Fred décida alors de passer à la guérilla urbaine. Tous les membres de la section «action» des Renards blancs attaquèrent en masse un Centre de Détente Paix et Douceur, libérant ainsi de leurs cages une cinquantaine d'anciens, et leur troupe s'agrandit encore. Elle devenait une véritable armée, l'armée des Renards blancs.
La police et le CDPD localisèrent leur implantation dans la montagne et tentèrent plusieurs fois de les attaquer, mais de vieux généraux les avaient rejoints avec des stocks d'armes. Ils ne disposaient plus seulement de malheureux arcs pour protéger leur camp, mais bel et bien de fusils-mitrailleurs et de mortiers de 60 mm.
Constitué de ministres et secrétaires d'État dans la force de l'âge, le nouveau gouvernement refusait de céder. Les vieilles personnes étaient arrêtées à leur domicile par des escouades de plus en plus fournies. Tout se passait comme si les autorités voulaient achever la besogne avant que la révolte ne se généralise dans tout le pays. Le CDPD n'utilisait plus des autobus mais des fourgons blindés réquisitionnés auprès des banques. Loin de lâcher du lest, le gouvernement s'enferra dans une politique de plus en plus draconienne: interdiction aux plus de 60 ans de travailler, interdiction aux enfants de soutenir leurs parents.

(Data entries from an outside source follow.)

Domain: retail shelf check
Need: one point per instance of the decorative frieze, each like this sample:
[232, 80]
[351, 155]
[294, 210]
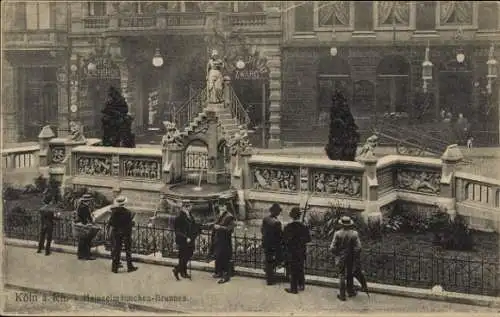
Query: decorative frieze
[57, 154]
[275, 179]
[93, 165]
[324, 182]
[418, 181]
[143, 168]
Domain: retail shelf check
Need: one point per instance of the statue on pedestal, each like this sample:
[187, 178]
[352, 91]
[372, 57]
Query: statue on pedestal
[75, 132]
[215, 91]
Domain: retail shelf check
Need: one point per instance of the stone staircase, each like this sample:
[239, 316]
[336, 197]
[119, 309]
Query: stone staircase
[193, 112]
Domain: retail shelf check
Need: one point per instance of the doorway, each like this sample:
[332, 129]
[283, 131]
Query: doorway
[455, 92]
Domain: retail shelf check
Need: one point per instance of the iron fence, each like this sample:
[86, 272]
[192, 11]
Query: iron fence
[423, 270]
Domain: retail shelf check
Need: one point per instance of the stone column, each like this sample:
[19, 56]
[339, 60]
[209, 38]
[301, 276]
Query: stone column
[370, 188]
[450, 158]
[274, 63]
[63, 101]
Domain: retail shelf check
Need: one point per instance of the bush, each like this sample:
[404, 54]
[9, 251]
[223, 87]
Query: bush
[10, 193]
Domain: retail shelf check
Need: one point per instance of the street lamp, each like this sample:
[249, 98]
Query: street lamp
[426, 69]
[240, 64]
[333, 51]
[492, 68]
[460, 56]
[157, 59]
[91, 67]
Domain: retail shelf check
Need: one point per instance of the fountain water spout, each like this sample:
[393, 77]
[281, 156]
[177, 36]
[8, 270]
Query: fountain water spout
[198, 188]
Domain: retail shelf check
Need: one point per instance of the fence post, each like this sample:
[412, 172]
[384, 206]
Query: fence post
[43, 139]
[450, 158]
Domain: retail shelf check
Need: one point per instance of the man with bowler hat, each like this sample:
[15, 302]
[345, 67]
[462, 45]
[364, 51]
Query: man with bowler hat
[186, 231]
[47, 217]
[223, 246]
[84, 217]
[122, 221]
[345, 245]
[296, 235]
[272, 242]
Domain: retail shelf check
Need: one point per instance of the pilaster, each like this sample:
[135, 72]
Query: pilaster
[274, 64]
[63, 101]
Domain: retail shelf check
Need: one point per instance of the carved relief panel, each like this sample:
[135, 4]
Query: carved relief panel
[327, 183]
[143, 168]
[93, 165]
[275, 179]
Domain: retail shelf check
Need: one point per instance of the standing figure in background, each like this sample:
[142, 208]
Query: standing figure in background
[272, 242]
[84, 217]
[296, 235]
[47, 218]
[223, 246]
[215, 92]
[122, 222]
[345, 245]
[186, 231]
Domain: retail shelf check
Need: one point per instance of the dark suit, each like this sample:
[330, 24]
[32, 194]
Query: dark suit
[272, 243]
[346, 245]
[47, 218]
[121, 221]
[223, 246]
[84, 243]
[185, 227]
[296, 235]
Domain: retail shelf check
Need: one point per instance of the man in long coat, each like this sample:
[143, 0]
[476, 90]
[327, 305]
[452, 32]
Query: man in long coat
[122, 222]
[84, 216]
[345, 246]
[296, 235]
[47, 218]
[186, 231]
[272, 242]
[223, 246]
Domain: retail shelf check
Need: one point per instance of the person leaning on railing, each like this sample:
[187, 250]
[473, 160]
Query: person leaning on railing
[47, 218]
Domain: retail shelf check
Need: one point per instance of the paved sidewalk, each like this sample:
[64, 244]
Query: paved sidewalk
[63, 273]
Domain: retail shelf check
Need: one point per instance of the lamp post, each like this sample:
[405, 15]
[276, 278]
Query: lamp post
[426, 69]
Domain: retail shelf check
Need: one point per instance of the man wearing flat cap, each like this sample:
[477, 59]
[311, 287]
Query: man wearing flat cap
[296, 235]
[272, 242]
[122, 222]
[84, 216]
[186, 231]
[345, 246]
[223, 246]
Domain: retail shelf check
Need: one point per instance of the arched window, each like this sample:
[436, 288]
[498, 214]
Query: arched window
[333, 74]
[393, 84]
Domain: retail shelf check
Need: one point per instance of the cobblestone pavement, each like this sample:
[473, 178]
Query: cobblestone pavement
[157, 287]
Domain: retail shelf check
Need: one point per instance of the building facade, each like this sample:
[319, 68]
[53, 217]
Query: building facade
[60, 58]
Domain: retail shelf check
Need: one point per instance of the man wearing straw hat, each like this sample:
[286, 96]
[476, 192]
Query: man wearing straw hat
[345, 245]
[84, 217]
[186, 231]
[296, 235]
[122, 221]
[272, 242]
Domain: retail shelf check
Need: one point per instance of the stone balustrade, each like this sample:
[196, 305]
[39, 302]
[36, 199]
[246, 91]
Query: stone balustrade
[478, 199]
[367, 186]
[20, 157]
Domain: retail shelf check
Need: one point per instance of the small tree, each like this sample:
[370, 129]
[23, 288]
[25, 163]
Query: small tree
[116, 122]
[343, 137]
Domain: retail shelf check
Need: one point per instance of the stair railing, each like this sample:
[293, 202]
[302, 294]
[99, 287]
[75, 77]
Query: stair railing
[237, 110]
[190, 109]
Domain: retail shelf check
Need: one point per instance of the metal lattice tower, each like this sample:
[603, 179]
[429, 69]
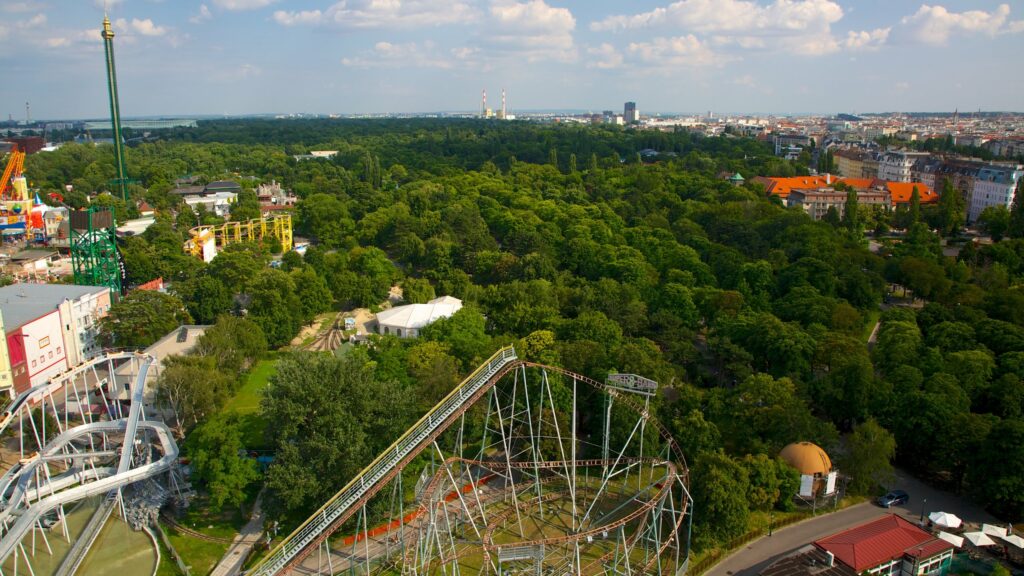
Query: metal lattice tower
[93, 248]
[112, 87]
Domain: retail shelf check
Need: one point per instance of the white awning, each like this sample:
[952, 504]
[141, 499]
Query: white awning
[979, 539]
[952, 539]
[1015, 540]
[993, 530]
[945, 520]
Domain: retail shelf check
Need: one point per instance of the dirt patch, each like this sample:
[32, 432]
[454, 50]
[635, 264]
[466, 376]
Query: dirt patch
[307, 332]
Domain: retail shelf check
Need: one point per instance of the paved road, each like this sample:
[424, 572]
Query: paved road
[759, 553]
[236, 556]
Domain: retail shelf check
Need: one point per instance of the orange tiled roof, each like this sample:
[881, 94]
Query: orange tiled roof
[900, 192]
[782, 187]
[859, 183]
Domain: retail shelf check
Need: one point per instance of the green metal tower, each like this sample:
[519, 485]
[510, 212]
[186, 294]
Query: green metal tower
[112, 86]
[93, 248]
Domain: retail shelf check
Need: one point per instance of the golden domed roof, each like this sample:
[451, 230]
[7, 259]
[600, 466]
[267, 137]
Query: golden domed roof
[807, 457]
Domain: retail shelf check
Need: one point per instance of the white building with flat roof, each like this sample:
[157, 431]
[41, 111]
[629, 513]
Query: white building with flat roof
[407, 321]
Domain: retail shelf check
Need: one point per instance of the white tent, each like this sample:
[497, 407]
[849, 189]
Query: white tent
[951, 538]
[1015, 540]
[979, 539]
[999, 531]
[945, 520]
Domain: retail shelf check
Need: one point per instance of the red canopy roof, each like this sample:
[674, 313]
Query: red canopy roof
[881, 540]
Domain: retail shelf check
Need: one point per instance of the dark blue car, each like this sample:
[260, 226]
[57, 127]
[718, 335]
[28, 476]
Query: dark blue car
[894, 498]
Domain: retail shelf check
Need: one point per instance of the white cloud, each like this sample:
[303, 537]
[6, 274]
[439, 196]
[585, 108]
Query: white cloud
[203, 15]
[934, 25]
[730, 15]
[18, 7]
[33, 23]
[300, 17]
[248, 71]
[676, 51]
[387, 54]
[236, 5]
[866, 40]
[604, 56]
[531, 30]
[141, 27]
[383, 14]
[802, 27]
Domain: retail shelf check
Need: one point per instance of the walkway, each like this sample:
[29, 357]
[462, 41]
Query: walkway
[236, 556]
[752, 559]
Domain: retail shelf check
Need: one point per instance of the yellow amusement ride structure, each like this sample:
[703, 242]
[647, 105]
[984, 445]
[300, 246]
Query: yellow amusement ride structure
[205, 241]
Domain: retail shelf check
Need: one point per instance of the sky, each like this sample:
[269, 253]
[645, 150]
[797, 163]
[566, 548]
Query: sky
[354, 56]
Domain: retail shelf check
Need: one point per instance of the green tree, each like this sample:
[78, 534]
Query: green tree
[914, 205]
[328, 418]
[951, 208]
[851, 212]
[233, 342]
[219, 462]
[464, 333]
[997, 477]
[994, 220]
[193, 388]
[417, 290]
[1016, 227]
[205, 296]
[434, 371]
[274, 305]
[870, 450]
[142, 318]
[720, 486]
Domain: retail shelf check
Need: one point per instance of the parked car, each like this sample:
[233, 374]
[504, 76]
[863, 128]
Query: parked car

En réaction, les raids des Renards blancs s'intensifièrent. Des deux côtés, les positions se durcirent. La caverne et les grottes s'étaient transformées en places fortes. Plus sûre, plus confortable, la vie dans la montagne était devenue agréable et, ils l'admettaient volontiers, vivre dans la clandestinité constituait pour eux une formidable cure de jouvence. Ils espéraient que leur armée de réfractaires réussirait à inquiéter les autorités au point de les pousser à modifier leur législation antivieux, ou inciterait le Président à composer avec eux. Bien au contraire, le ministre de la Santé imagina une parade visant à mettre un terme définitif à l'aventure. Pas de stratagème héroïque pour contraindre ces rebelles à rentrer dans le rang, mais la grippe, tout simplement.
Des hélicoptères larguèrent, en grande quantité, des échantillons de virus au-dessus de la forêt. Lucette mourut la première. Fred refusa néanmoins de céder.
Évidemment, ils avaient besoin d'urgence de vaccins mais l'État avait préventivement ordonné la destruction de tous les stocks. La contagion était donc inévitable. Les pertes se multiplièrent.